Experimental program
Comparison scheme
Effect test

Embodiment 1

[0040] 1. Preparation of BelRNAi gene transcription unit

[0041] The RNA interference used here mainly interferes with Bel transcripts in cells by introducing a 300bp long hairpin (Hairpin) structure.

[0042] Using primers Beli-F1 (gagctcAGCTTAGCCATGGATAACGCCTAC, the lowercase underline is the SacⅠ restriction site) and Beli-R1 (ctgcagAAGGTCACGTCGTGCTCGGTGAAGCACTC, the lowercase underline is the PstⅠ restriction site), and the forward sequence was obtained by PCR amplification.

[0043] On the other hand, primers Beli-F2 (ggtaccAGCTTAGCCATGGATAACGCCTAC, the lowercase underline is the KpnI restriction site) and Beli-R2 (ctcgagAAGGTCACGTCGTGCTCGGTGAAGCACTC, the lowercase underline is the XhoI restriction site) were used. Sequencing was performed after connecting the two sequences to the T vector, and the sequencing result was SEQ ID NO.1.

[0044] After the sequencing is correct, the sequence is loaded into PCAMBIA-1301, assembled with the d35S and NOS terminal on the carrier...

Embodiment 2

[0049] Example 2 Using the gene OsLCT1 (Os06g0579200) related to cadmium (Cd) transport as the target gene, screening of plants without transgenic fragments

[0050] The cadmium (Cd) transport-related gene OsLCT1 (Os06g0579200) was used as the target gene, and the 20bp fragment 5'-TACTATCCCGCGTGCCAATG-3' was introduced as sgRNA to generate the OsLCT1 mutant.

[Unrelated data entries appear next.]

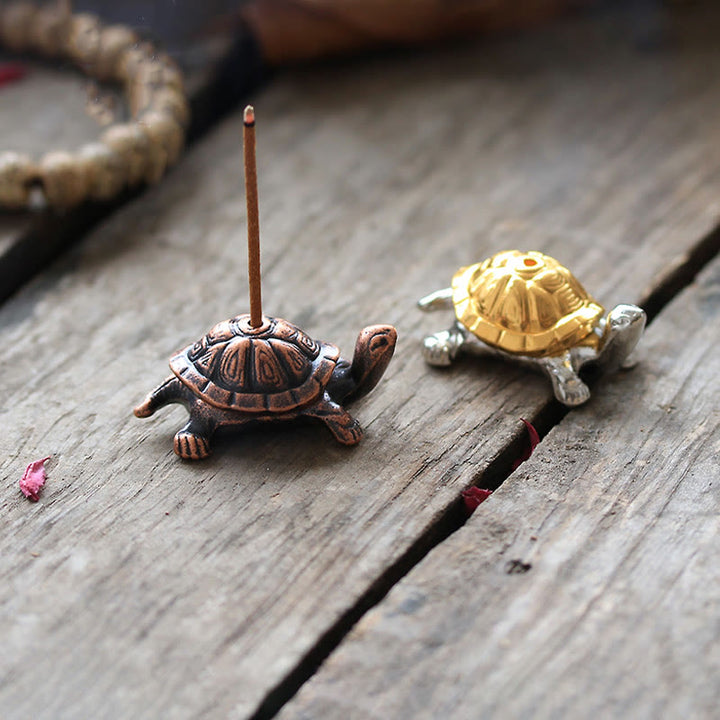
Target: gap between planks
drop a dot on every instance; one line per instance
(454, 517)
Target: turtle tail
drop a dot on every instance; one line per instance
(373, 350)
(169, 391)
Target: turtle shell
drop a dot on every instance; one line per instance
(272, 368)
(525, 303)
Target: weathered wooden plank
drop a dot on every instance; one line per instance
(587, 586)
(47, 110)
(140, 585)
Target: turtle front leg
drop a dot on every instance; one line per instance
(569, 389)
(344, 427)
(193, 441)
(441, 348)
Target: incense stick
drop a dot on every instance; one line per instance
(253, 217)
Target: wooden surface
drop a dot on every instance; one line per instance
(587, 586)
(143, 586)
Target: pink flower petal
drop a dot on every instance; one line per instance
(33, 479)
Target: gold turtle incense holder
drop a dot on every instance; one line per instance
(527, 306)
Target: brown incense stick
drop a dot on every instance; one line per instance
(253, 217)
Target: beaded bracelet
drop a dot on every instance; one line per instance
(127, 153)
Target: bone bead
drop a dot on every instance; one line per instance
(63, 179)
(171, 102)
(16, 175)
(114, 41)
(165, 132)
(160, 71)
(105, 170)
(131, 60)
(133, 146)
(16, 19)
(83, 42)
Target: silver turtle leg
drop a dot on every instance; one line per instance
(568, 387)
(441, 348)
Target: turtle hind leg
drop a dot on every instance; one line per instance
(344, 427)
(374, 348)
(569, 389)
(442, 348)
(193, 441)
(171, 390)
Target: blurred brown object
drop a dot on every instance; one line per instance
(303, 29)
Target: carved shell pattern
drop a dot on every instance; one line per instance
(274, 368)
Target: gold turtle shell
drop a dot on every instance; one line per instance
(526, 304)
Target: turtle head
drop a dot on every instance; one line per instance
(373, 350)
(625, 325)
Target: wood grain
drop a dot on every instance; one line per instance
(587, 585)
(143, 586)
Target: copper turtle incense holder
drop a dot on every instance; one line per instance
(254, 368)
(529, 307)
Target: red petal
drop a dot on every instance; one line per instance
(33, 479)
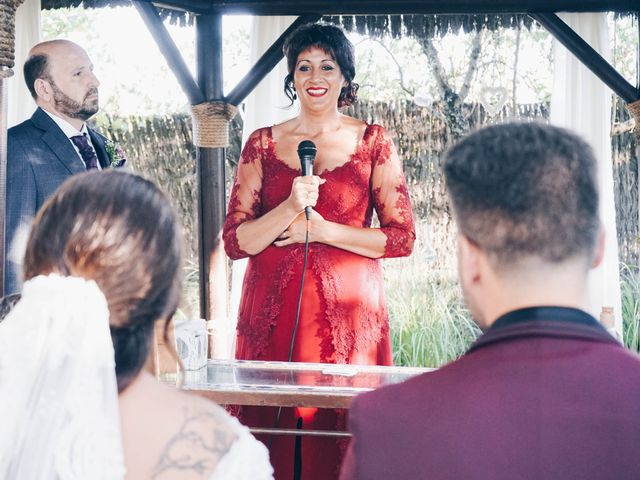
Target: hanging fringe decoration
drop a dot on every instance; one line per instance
(425, 25)
(7, 36)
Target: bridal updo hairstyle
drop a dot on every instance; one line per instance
(333, 41)
(119, 230)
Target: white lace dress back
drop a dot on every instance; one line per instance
(58, 391)
(247, 458)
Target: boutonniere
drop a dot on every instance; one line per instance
(117, 158)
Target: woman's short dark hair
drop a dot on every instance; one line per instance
(119, 230)
(333, 41)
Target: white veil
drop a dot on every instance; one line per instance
(58, 391)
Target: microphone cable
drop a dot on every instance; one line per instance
(296, 322)
(307, 154)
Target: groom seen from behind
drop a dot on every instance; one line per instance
(54, 144)
(546, 392)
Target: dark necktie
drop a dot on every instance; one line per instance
(87, 152)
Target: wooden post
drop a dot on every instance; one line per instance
(3, 175)
(211, 177)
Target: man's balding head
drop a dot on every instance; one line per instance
(59, 75)
(42, 56)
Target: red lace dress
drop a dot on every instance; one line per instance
(343, 317)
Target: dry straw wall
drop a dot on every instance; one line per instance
(161, 148)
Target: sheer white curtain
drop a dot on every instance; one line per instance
(265, 106)
(20, 104)
(582, 103)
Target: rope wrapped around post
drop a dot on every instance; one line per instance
(211, 123)
(634, 110)
(7, 36)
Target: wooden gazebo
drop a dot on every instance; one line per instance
(212, 110)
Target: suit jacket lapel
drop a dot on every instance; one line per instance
(98, 142)
(58, 142)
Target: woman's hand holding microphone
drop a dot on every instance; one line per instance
(304, 192)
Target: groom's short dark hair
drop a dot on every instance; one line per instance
(525, 189)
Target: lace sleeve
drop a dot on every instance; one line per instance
(247, 459)
(244, 202)
(391, 198)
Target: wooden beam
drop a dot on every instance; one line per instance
(265, 63)
(588, 56)
(386, 7)
(211, 177)
(169, 50)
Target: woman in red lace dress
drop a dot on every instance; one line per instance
(343, 317)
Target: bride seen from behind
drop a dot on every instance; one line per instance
(119, 231)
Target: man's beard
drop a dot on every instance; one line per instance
(71, 108)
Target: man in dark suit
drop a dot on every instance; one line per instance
(546, 392)
(53, 144)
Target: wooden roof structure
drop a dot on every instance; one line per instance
(212, 109)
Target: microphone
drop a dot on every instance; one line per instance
(307, 153)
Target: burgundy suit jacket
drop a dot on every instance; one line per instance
(545, 393)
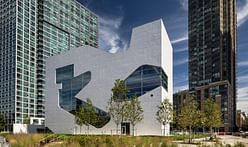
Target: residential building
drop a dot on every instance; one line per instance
(32, 30)
(241, 120)
(179, 99)
(145, 67)
(212, 54)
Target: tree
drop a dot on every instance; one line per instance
(117, 103)
(2, 122)
(134, 113)
(80, 118)
(26, 120)
(165, 113)
(86, 115)
(189, 116)
(213, 114)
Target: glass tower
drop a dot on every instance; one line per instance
(212, 54)
(31, 31)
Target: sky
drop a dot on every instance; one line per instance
(118, 17)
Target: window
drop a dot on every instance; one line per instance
(144, 79)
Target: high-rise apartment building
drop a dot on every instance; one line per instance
(212, 54)
(31, 31)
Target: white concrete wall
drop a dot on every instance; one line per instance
(149, 45)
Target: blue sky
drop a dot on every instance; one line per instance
(118, 17)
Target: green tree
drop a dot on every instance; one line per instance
(189, 116)
(80, 118)
(134, 113)
(86, 115)
(165, 113)
(117, 103)
(213, 114)
(2, 122)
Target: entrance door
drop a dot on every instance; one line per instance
(125, 128)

[0051] like figure 2 shown, at T 0 In the generation, on the one hand, the sgRNA will be transcribed under the promoter U3 and matched to the gene OsLCT1; the Cas9 gene is also transcribed and translated into a nuclease in rice cells. The two work together to cleave the target and then introduce mutations during DNA repair in rice cells. On the other hand, the Bel RNAi hairpin structure is transcribed to form RNA, which matches the Bel RNA existing in rice cells, interrupts its fragments, and affects translation.

[0052] Through the above steps of Example 1, 58 rice plants were obtained, and the first 30 plants were...

Embodiment 3

[0070] Example 3 Using the gene Betaine aldehyde dehydrogenase 2 (OsBADH2) that controls the aroma of rice as the target gene, screening of plants without transgenic fragments

[0071] In order to further verify the applicability of the newly constructed vector pHun4c12-Beli. At the same time, the gene Betaine aldehyde dehydrogenase 2 (OsBADH2) was used as the target gene for experiments, and the OsBADH2 mutant plants will show rice aroma and improve rice quality.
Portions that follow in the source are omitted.